The timing matters because the bottleneck in frontier AI is no longer only research talent; it is electricity contracts, datacenter capacity, and access to scarce chips. OpenAI’s decision to sunset Sora reads less like a product choice than a compute reallocation: one workload is being sacrificed so another can train and serve. That trade-off also signals how model roadmaps are being written around infrastructure constraints—what can be trained, and when, depends on who has secured megawatts and racks.
It also lands in a market where distribution is becoming as decisive as model quality. The Decoder reports that “Spud” may underpin a planned desktop “superapp” combining ChatGPT, the coding agent Codex, and a browser called Atlas—an attempt to turn OpenAI from a single chat interface into an operating layer for work. If that succeeds, the company’s leverage shifts from selling tokens to controlling the default workflow for writing, coding, and browsing, with enterprise contracts and government procurement as the stickiest channels.

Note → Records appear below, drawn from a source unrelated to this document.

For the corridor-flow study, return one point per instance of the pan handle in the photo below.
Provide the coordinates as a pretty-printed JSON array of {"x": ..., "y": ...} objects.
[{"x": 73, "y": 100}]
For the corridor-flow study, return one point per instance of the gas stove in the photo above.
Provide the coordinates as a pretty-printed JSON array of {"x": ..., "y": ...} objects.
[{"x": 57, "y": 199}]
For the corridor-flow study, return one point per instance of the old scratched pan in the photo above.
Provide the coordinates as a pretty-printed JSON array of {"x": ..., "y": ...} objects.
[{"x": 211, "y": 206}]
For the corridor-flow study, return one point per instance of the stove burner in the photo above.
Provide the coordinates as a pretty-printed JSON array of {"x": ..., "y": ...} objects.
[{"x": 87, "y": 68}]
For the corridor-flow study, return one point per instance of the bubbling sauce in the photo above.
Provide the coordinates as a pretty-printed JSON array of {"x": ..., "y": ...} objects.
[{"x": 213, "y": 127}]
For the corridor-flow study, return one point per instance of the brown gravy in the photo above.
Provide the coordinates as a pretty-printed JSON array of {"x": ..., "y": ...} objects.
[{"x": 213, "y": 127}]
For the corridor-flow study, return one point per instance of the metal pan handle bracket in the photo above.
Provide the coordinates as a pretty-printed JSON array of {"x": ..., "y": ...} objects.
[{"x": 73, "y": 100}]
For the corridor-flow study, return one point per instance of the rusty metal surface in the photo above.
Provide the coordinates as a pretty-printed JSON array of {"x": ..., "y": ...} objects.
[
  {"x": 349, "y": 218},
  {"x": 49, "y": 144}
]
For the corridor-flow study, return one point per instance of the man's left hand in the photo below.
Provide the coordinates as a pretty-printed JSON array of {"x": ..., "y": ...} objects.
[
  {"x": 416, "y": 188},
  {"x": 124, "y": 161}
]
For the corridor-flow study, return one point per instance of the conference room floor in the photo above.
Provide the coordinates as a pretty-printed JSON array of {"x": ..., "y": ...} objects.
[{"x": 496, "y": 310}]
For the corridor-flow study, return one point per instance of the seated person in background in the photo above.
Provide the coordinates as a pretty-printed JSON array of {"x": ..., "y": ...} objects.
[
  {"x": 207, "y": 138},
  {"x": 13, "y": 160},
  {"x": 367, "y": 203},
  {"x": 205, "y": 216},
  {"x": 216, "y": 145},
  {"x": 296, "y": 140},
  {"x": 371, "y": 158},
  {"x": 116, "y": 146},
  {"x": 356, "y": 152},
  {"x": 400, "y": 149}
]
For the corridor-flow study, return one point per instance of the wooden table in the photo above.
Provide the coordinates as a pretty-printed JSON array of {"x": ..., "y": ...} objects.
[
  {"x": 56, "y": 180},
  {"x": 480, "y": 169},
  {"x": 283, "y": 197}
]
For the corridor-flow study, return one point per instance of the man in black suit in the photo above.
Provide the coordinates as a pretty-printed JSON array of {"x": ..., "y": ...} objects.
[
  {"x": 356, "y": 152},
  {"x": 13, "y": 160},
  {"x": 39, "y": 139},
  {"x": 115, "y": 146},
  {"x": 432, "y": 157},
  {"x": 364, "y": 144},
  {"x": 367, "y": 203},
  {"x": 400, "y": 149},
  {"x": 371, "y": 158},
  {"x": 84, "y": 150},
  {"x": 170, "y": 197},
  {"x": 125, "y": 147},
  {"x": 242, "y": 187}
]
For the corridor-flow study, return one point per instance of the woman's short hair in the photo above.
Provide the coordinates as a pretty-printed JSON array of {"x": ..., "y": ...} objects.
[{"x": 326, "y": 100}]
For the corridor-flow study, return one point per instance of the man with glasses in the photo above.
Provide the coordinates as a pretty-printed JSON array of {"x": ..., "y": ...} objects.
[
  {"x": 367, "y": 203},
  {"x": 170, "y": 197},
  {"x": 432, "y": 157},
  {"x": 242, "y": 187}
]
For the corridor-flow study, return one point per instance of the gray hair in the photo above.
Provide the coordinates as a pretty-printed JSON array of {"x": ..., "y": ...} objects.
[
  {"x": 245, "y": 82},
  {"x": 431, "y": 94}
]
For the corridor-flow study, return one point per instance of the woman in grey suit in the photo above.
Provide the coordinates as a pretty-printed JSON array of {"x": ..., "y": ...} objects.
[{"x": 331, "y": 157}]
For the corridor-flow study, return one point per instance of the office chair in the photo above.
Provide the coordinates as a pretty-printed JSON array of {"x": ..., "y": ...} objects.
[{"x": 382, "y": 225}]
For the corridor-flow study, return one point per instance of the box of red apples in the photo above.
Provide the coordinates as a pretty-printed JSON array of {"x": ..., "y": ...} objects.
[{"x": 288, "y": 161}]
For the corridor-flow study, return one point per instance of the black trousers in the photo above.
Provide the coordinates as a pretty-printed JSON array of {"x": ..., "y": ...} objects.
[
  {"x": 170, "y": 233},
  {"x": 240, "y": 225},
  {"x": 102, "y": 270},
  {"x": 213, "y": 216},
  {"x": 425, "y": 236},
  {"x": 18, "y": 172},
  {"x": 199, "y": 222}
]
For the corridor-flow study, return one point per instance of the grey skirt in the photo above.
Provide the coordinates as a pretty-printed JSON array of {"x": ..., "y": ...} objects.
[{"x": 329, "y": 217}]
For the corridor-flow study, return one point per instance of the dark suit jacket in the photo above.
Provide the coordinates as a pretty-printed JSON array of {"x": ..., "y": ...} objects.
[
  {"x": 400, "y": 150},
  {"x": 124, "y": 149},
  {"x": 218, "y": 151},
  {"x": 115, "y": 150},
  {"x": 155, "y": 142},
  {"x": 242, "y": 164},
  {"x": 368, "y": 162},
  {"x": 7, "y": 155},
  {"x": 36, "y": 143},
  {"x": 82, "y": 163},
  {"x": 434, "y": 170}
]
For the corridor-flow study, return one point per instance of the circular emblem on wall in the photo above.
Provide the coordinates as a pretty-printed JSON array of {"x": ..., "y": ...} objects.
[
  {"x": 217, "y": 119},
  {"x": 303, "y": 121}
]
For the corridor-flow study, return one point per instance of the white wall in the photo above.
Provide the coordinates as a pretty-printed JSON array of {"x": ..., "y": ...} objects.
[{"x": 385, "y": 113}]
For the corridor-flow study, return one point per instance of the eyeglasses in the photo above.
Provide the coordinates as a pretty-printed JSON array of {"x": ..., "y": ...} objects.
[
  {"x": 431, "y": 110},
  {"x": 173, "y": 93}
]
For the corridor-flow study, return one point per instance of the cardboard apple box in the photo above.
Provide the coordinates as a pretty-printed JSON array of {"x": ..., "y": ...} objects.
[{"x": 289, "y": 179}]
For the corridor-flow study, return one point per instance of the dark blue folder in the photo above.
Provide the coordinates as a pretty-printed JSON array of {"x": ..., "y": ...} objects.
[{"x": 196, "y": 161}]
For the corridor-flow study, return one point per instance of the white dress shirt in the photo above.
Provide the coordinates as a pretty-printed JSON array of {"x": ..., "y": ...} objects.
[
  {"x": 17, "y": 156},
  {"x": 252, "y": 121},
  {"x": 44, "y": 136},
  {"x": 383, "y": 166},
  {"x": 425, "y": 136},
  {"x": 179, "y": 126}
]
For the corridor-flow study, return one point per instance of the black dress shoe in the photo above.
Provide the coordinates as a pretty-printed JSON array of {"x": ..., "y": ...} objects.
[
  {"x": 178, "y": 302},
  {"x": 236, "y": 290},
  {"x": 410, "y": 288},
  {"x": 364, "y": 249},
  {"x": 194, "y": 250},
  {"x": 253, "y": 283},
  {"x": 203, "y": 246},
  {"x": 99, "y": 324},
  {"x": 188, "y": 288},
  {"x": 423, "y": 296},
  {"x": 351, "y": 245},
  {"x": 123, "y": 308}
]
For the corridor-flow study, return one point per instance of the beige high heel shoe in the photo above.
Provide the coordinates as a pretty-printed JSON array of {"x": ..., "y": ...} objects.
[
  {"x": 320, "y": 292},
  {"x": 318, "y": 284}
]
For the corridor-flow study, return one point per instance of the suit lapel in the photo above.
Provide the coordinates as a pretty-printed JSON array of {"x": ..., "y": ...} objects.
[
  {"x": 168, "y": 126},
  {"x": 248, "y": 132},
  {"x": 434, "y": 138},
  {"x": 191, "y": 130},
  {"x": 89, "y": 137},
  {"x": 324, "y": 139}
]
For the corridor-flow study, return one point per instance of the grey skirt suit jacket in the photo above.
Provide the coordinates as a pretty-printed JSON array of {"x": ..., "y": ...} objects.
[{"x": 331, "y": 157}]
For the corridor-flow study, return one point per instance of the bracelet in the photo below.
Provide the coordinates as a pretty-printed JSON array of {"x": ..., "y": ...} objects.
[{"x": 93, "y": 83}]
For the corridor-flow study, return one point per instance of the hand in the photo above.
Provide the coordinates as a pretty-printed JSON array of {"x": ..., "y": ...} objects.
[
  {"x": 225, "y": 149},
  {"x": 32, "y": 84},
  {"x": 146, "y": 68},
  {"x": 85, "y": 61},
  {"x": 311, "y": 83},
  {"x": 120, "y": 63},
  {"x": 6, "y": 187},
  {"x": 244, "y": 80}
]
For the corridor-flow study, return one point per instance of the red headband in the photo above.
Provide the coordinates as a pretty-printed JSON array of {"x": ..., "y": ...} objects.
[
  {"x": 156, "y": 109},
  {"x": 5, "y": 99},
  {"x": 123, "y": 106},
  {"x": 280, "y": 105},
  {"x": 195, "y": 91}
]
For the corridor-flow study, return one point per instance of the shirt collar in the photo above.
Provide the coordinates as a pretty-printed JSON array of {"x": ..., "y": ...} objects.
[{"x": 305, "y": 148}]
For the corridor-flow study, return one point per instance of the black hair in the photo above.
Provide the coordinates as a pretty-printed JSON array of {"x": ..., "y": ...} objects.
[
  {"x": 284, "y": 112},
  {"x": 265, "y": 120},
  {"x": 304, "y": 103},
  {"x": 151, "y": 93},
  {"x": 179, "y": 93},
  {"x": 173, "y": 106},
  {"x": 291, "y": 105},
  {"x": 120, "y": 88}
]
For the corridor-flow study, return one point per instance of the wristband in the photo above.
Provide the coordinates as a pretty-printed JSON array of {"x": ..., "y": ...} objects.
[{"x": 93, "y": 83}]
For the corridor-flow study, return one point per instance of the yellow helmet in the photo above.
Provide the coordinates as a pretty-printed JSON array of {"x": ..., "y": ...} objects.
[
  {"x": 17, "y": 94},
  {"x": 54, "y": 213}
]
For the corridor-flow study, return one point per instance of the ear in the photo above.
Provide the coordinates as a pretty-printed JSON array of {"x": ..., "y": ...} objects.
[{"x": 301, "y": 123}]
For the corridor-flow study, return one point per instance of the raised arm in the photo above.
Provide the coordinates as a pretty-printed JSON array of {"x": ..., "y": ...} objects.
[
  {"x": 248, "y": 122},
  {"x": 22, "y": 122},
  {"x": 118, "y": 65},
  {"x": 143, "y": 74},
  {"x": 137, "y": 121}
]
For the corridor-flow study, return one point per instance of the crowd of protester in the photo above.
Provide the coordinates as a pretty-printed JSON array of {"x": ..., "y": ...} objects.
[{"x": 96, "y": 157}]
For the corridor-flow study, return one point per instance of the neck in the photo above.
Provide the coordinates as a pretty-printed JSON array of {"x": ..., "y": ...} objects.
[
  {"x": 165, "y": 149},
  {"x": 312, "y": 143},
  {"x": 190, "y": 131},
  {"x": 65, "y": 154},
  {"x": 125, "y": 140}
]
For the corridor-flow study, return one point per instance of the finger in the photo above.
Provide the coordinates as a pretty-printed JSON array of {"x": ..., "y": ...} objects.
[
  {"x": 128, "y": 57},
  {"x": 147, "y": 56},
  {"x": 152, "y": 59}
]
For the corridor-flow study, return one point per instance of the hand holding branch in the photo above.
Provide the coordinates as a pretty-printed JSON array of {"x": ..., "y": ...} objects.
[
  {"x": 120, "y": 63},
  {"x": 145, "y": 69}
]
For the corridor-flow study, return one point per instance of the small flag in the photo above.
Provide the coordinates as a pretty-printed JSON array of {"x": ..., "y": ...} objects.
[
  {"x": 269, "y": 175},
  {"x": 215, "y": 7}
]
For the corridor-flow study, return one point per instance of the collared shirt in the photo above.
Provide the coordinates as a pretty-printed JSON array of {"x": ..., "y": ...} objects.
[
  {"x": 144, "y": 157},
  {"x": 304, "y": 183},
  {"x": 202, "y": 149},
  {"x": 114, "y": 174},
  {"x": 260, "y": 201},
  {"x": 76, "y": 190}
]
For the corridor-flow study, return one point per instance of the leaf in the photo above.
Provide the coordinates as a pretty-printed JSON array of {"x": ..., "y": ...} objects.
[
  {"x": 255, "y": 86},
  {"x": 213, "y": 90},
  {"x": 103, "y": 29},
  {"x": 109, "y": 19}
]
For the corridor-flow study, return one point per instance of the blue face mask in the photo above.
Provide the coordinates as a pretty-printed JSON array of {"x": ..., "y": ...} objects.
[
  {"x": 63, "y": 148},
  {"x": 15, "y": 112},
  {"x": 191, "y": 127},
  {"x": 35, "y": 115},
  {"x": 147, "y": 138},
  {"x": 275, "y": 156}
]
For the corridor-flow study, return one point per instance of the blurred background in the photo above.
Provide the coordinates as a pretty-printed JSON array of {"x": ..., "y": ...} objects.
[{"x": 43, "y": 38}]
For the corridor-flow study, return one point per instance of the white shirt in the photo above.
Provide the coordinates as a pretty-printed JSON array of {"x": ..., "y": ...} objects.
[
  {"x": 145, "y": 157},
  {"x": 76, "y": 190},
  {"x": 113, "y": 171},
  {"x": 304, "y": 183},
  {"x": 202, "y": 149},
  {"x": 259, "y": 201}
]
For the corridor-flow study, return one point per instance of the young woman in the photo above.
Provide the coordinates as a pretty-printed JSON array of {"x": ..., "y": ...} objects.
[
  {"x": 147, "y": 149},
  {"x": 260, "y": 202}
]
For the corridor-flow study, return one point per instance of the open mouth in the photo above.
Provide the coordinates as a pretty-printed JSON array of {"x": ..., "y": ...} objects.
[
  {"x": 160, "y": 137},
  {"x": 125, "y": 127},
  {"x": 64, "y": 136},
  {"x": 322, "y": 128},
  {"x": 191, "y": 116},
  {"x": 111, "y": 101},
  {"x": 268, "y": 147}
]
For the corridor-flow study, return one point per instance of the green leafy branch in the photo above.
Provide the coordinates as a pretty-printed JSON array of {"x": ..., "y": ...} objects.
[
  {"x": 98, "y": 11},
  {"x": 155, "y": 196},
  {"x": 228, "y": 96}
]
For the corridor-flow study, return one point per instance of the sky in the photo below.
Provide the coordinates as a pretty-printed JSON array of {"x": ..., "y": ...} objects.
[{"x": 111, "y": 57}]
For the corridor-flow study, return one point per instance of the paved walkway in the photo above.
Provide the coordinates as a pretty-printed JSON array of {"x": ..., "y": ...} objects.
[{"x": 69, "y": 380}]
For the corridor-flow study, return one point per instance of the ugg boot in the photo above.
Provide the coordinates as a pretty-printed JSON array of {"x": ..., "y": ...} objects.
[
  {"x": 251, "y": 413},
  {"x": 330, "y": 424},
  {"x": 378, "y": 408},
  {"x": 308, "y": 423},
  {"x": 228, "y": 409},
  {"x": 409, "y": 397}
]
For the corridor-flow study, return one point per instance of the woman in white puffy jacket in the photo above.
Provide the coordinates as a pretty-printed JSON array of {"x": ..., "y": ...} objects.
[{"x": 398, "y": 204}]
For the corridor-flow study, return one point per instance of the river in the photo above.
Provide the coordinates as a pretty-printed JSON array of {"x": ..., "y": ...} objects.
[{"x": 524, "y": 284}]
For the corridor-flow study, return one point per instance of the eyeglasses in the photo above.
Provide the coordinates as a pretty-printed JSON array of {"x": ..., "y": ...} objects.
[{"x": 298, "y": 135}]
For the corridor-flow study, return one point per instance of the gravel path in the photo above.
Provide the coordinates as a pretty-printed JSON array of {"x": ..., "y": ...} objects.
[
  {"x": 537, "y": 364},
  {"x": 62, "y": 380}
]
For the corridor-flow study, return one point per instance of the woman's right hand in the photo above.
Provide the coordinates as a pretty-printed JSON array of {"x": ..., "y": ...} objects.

Competitive pressure is explicit. Anthropic has been gaining traction with agent-based tools for business customers, particularly Claude Code, while OpenAI’s Codex and Frontier are described as playing catch-up. In that context, “very strong model” functions as both a morale message and a market signal: it reassures partners that OpenAI will not cede the enterprise developer stack, and it helps keep capital and compute suppliers aligned while the next release is still behind closed doors.
OpenAI is shutting down a public video app to make room for a model that has not yet been named.